In some cases some of the columns involved in a query are highly correlated. If you manage to communicate to the optimizer that valuable information, it may come up with a more efficient plan. For example, consider the following table (the script that populates it is at the end of this post):
CREATE TABLE dbo.Events(EventID INT NOT NULL PRIMARY KEY,
EventTime DATETIME NOT NULL,
SomeMoreData CHAR(10)
);
Suppose that your system inserts events one by one, that EventID keeps increasing as your system keeps inserting, and that EventTime also keeps increasing most of the time, with possible minor fluctuations caused by delays between the client and the server. Clearly EventID and EventDate are highly correlated in this scenario. Consider the following queries:
DECLARE @dfrom DATETIME, @dto DATETIME;
SELECT @dfrom = '20050102 12:34:56', @dto = '20050103 12:34:56';
SELECT COUNT(*) FROM(
SELECT EventID, EventTime, SomeMoreData FROM dbo.Events
WHERE EventTime BETWEEN @dfrom AND @dto
AND SomeMoreData > '1'
)AS t;
SELECT COUNT(*) FROM(
SELECT EventID, EventTime, SomeMoreData FROM dbo.Events
WHERE EventTime BETWEEN '20050102 12:34:56' AND '20050103 12:34:56'
AND SomeMoreData > '1'
)AS t;
Table 'Events'. Scan count 9, logical reads 4088, physical reads 0, read-ahead reads 0, lob logical reads 0, lob physical reads 0, lob read-ahead reads 0.

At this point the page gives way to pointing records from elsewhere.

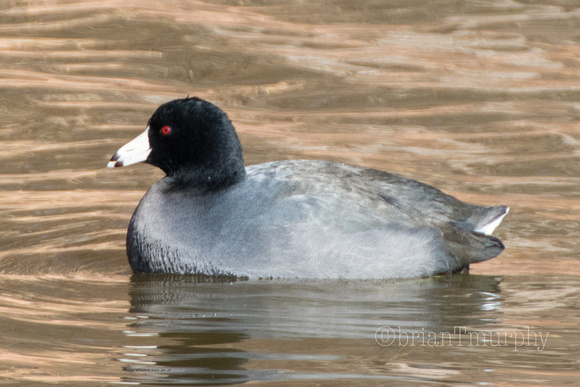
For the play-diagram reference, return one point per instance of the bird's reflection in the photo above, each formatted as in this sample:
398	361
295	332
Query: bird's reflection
190	331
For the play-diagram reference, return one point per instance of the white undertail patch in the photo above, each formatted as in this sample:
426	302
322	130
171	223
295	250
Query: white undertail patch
488	228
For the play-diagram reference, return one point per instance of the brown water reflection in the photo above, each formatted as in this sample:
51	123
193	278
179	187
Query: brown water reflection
477	98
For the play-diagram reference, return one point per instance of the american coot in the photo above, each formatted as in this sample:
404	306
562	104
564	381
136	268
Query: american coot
303	218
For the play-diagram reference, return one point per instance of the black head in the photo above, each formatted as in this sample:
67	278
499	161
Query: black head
194	142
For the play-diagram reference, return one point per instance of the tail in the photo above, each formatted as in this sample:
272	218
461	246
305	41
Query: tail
473	244
490	219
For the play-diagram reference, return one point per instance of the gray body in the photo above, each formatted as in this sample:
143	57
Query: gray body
310	219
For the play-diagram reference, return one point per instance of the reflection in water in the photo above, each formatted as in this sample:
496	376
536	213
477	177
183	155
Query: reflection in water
210	332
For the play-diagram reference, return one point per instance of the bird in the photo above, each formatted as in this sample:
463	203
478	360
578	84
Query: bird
212	216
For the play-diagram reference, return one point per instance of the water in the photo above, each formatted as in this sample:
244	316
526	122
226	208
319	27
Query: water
477	98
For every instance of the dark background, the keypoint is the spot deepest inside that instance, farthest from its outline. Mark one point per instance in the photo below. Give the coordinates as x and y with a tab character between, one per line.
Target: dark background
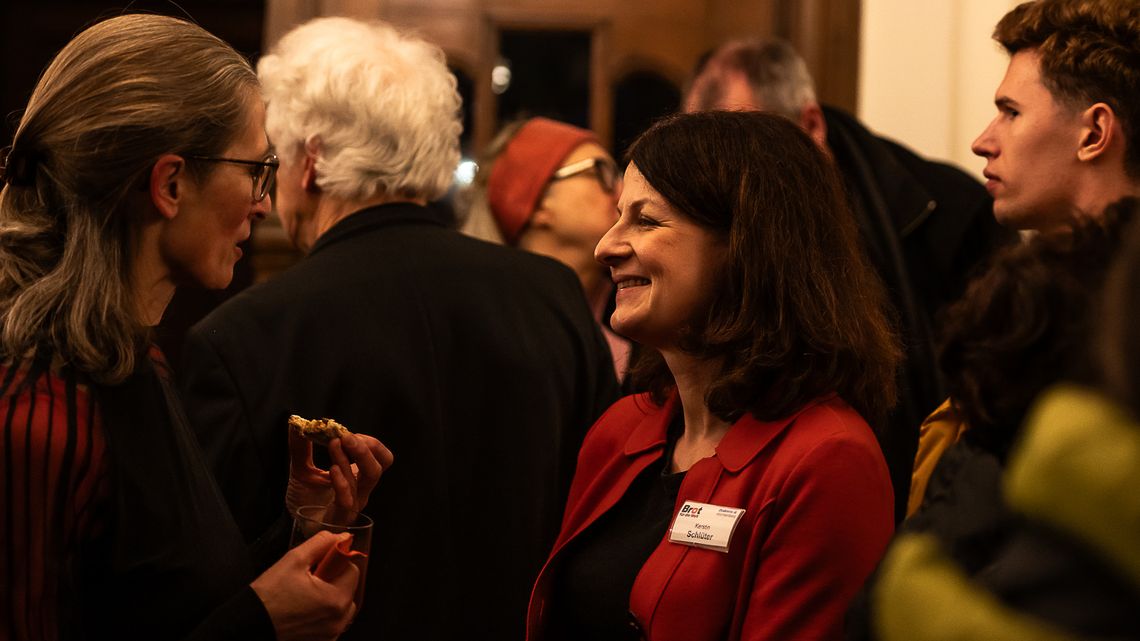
32	32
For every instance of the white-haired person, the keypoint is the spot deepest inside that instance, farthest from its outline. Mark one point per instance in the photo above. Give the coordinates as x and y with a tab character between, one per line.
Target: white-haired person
481	366
138	165
551	188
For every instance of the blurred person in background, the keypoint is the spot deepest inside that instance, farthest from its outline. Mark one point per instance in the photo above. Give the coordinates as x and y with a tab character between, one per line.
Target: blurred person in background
1022	327
1065	142
138	165
767	350
925	225
550	188
481	366
1065	565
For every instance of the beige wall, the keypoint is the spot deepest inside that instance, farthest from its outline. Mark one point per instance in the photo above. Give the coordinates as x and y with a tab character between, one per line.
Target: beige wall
928	72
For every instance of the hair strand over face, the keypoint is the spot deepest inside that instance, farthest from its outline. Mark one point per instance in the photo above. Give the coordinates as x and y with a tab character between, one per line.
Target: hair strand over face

SQL Server Execution Times:
CPU time = 107 ms, elapsed time = 21 ms.
In this case more than 8% or rows meet the criteria (the script that populates test data is at the end of this post, you can run it and see for yourself), so both queries are executed as clustered index scans. However, because of the typical way the rows are inserted into the table, the rows that actually meet the criteria are very much clustered together - most pages do not contain any rows meeting the criteria, while on some pages most or all rows are selected. Communicating this information to the optimizer is easy and the query runs much faster, because it scans just a range of the clustered index:
DECLARE @dfrom DATETIME, @dto DATETIME;
SELECT @dfrom = '20050102 12:34:56', @dto = '20050103 12:34:56';
SELECT COUNT(*) FROM(
SELECT EventID, EventTime, SomeMoreData FROM dbo.Events
WHERE EventTime BETWEEN @dfrom AND @dto
AND EventID BETWEEN (SELECT MIN(EventID) FROM dbo.Events AS e1 WHERE e1.EventTime = @dfrom)
AND (SELECT MAX(EventID) FROM dbo.Events AS e1 WHERE e1.EventTime = @dto)
AND SomeMoreData > '1'
)AS t;
Table 'Events'. Scan count 3, logical reads 848, physical reads 0, read-ahead reads 0, lob logical reads 0, lob physical reads 0, lob read-ahead reads 0.
SQL Server Execution Times:
CPU time = 31 ms, elapsed time = 36 ms.
Of course, if the assumption that EventID and EventDate are highly correlated is no longer true, this query will no longer be a better choice.
Setting up test data
CREATE TABLE dbo.Numbers(n INT NOT NULL PRIMARY KEY)
GO
DECLARE @i INT;
SET @i = 1;
INSERT INTO dbo.Numbers(n) SELECT 1;
WHILE @i<1024000 BEGIN
INSERT INTO dbo.Numbers(n)
SELECT n + @i FROM dbo.Numbers;
SET @i = @i * 2;
END;
GO
DROP TABLE dbo.Events
GO
CREATE TABLE dbo.Events(EventID INT NOT NULL PRIMARY KEY,
EventTime DATETIME NOT NULL,
SomeMoreData CHAR(10)
);
GO
INSERT INTO dbo.Events(EventID, EventTime, SomeMoreData)
SELECT n, DATEADD(second, n, '20050101'), 'some data'
FROM dbo.Numbers;
GO
-- reshuffle EventTime just a little bit
UPDATE dbo.Events SET EventTime = DATEADD(second, EventID%20, EventTime);
GO
CREATE INDEX Events_EventTime ON dbo.Events(EventTime);